Siswoyo bercerita, pada bulan Oktober ada sekitar 10 debt Collector yang diketahui dari PT. Sementa Mega Alam berlokasi di ruko Duta Indah Sentoha Blok B No.31 Kelurahan Priuk Kota Tangerang, memaksa Farina dan keluarganya untuk menyerahkan kunci dan mengosongkan rumah. Alasannya, gagal membayar utang sampai melewati batas waktu yang dijanjikan.
“Debt collector yang mengaku bernama Ardiansyah lempar surat somasi ke halaman untuk mengosongkan rumah,” ujarnya.
Menurut Siswoyo, keluarga Farina menolak pengosongan, karena merasa tindakan itu dilakukan lewat tekanan, sangat memberatkan dan dirasa tidak manusiawi.
Lanjut, Siswoyo, keluarga Farina juga tidak ada tempat lain untuk bernaung. Karena keluarga bu farina menolak mengosongkan rumah, pada bulan Nopember debt collector beraksi lagi mengirim surat somasi kedua.
“Dari bulan Oktober dan Nopember debt collector mengirim surat somasi,” ungkapnya.
Siswoyo menuturkan, tepat pada tanggal 7 Desember debt collector langsung mengeksekusi rumah bu farina. Ketika itu bu Farina tidak berada di rumah, mereka tanpa izin debt collector langsung mengeksekusi rumah bu farina.

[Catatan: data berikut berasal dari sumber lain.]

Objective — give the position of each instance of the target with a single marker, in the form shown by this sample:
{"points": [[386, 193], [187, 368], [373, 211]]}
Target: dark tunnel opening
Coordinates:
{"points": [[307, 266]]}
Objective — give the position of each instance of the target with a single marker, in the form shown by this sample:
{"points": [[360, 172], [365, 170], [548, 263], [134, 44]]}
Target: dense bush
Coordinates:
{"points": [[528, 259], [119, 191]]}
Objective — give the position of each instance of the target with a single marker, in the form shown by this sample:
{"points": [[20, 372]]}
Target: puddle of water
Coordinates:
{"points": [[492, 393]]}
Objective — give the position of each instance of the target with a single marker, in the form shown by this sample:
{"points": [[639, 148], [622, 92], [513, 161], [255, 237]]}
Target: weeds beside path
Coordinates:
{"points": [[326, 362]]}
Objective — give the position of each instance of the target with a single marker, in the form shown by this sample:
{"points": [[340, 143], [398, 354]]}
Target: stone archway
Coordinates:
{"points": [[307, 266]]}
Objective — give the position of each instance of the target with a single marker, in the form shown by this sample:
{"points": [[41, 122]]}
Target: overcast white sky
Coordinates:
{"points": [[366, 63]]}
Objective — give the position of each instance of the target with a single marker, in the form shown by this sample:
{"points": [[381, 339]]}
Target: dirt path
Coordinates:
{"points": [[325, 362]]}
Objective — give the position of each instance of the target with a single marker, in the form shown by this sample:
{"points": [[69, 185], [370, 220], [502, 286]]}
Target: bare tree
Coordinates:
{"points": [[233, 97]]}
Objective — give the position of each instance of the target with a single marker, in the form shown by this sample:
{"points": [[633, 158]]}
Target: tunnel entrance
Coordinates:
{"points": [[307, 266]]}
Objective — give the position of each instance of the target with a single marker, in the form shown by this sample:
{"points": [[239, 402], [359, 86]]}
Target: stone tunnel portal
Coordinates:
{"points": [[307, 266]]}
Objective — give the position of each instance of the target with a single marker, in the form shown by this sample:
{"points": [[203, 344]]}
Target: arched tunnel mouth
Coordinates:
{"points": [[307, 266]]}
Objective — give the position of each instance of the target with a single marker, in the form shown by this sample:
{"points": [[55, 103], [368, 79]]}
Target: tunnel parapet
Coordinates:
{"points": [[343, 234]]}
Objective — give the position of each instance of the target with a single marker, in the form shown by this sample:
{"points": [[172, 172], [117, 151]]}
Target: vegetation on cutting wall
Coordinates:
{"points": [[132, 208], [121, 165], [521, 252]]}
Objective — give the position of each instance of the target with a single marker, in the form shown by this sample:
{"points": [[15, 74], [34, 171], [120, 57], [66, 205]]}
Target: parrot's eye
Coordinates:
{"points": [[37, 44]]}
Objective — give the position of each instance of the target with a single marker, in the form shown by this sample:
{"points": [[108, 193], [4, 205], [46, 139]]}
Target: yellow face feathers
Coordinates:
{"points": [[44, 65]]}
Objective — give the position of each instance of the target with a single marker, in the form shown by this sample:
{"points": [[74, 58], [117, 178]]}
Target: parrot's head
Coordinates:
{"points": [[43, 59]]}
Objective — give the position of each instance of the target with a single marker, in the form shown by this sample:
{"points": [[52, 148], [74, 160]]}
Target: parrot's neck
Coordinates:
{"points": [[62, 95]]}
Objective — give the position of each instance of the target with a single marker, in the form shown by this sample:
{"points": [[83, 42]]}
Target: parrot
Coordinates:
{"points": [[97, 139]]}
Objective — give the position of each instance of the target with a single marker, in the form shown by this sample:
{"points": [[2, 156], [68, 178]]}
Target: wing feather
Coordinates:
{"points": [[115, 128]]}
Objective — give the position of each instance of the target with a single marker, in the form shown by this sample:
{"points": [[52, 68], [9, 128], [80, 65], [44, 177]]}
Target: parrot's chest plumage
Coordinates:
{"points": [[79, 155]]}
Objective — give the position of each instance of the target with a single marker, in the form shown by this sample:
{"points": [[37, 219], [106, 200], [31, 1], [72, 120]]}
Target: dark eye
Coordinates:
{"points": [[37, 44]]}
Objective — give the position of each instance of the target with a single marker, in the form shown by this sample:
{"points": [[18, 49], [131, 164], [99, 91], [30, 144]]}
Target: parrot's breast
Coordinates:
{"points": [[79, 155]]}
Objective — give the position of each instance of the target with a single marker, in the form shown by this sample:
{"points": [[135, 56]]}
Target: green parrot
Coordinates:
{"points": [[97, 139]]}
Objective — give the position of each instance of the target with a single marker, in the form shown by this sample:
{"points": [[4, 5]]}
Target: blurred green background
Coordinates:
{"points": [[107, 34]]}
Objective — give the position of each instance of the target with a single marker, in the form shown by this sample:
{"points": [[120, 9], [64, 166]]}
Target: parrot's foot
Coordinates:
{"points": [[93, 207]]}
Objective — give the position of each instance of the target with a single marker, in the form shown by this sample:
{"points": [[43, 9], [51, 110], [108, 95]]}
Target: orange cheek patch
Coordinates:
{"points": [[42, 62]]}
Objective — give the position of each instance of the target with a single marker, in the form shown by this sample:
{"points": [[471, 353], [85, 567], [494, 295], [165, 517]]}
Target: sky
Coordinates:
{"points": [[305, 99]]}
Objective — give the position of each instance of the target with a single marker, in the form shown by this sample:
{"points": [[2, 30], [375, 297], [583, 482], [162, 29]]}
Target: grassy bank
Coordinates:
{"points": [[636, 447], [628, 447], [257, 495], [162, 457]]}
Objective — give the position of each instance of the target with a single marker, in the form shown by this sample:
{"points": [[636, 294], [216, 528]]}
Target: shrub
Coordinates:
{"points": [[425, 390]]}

“Debt collector dari PT. Sementa Mega Alam ini langsung mengeksekusi rumah bu farina tanpa seizin pemilik rumah,” pungkasnya.
Menurut Siswoyo, kasus ini berawal dari pinjaman dana sebesar Rp 105 juta dari BTN Cabang BSD pada 2013. Saat itu, rumah di Amartapura itu dijadikan jaminan. Pada awalnya pembayaran cicilan berjalan lancar, tetapi lalu macet, antara lain karena kondisi pandemi Covid-19.
Sejak itulah, kata Siswoyo, kerap terjadi aksi intimidasi.
“Kejadiannya sejak beberapa bulan lalu. Namun mereka tidak pernah menunjukkan dokumen-dokumen bukti kerja sama itu,” katanya.
Selain itu, pihak BTN juga tak pernah mengirim surat pemberitahuan pada keluarga Farina bahwa BTN telah mengalihkan penagihan pada pihak ketiga. Tapi faktanya PT. Sementa Mega Alam memiliki data keuangan dan cicilan pinjaman bu Farina.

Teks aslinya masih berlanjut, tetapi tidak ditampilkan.